Embarrassingly, I told the doctors that my most severe injury was a bruised big toe from kicking a cold and hard football as well as some minor quadriceps strains. This revelation generally brought the room into laughter. I guess they were expecting more severe injuries from me.

I was also fortunate to then go back to the hospital and take part in a ‘stress test’. My electrocardiogram scan came back with a minor heart murmur that had the team doctors debating whether or not to put me through a stress test. They decided to take the safe approach and put me through it in the end.

‘We Need You To Take A Stress Test’

A stress test is something where players are hooked up with all sorts of chords and made to either run on a treadmill or ride a exercise bike until exhaustion. This process generally takes 20 minutes, with every couple of minutes increasing the speed of the treadmill or velocity of the bike.

By the time this was over I could barely walk, I was absolutely fatigued.

I passed the test and was cleared to punt footballs (which just so happened to be the next day) despite not being able to feel my legs.

I made sure to hit an ice bath in my hotel room that evening in a final effort to feel capable of punting the next day.

Later on, it was another round of meetings, answering the same questions as the night before.

‘I’m Kicking, Essentially Pigskin’

Thursday:

Thursday morning was the day I turned into a catwalk model.

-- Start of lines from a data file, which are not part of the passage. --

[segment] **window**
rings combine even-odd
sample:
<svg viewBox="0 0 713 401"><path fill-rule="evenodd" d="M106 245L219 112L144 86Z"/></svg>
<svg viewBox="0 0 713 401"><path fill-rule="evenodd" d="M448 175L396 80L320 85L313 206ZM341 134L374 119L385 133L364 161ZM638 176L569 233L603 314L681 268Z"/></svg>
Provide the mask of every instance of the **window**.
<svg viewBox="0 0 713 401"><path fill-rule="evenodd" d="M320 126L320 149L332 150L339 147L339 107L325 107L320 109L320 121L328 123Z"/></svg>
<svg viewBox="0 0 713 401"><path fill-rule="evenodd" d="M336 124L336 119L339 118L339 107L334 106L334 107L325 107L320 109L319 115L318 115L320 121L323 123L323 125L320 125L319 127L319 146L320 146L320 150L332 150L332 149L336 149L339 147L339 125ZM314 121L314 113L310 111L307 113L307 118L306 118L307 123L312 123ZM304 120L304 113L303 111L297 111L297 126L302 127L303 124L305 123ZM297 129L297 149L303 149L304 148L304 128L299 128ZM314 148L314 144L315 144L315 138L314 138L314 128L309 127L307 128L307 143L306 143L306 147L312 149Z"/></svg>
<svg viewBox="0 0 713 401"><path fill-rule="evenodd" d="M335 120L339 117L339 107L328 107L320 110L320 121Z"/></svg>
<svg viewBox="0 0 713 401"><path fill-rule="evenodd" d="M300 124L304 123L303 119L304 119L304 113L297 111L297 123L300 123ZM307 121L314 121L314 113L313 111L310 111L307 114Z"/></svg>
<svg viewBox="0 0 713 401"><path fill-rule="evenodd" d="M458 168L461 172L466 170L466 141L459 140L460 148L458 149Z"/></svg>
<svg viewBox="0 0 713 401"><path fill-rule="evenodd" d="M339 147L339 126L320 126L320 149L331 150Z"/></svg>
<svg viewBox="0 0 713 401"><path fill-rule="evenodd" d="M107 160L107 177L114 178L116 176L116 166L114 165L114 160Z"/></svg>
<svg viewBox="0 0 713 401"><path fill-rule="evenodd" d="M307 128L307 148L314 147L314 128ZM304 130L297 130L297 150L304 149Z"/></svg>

I stripped down to my underwear and had photos taken of my physique. I was also are measured for your height and weight in front of a gallery of NFL team personnel,  all carrying notebooks and writing every detail down.

Sometime early afternoon was the big show for us specialists. This was when we had a shot to make some money. It was time to showcase our best talent.

Us punters had 15 balls to prove their worth. The kickers have 15 kicks to do the same. Both groups also took part in hitting some kickoffs.

The workout was eerie, it was dead quite inside Lucas Oil Stadium, the home of the Indianapolis Colts. The only sound heard were the thumps of footballs being smacked by both punters and kickers. Occasionally we could hear the breath of the long snapper after he fires balls between his legs.

That evening I went out to dinner with the then-San Diego Chargers special teams coach and then blew off some much need steam. I was relieved it was all over, kicking-wise.

Friday:

The real athletic stuff was supposed to begin the next day. The 40 yard dash, the  L-drill and other speed based drills all went down in front of the scouts.

I however, chose to go home.

Known to Utah fans for waddling down the field like a penguin, I figured that I was better off not participating.

As mentally exhausting as the week was, I would do it all over again if given the opportunity. The experience alone was a once in a lifetime opportunity.

Best of luck to all of the athletes attending the Combine this week, your world is about to crash on top of you but remember, there is always light at the end of the tunnel!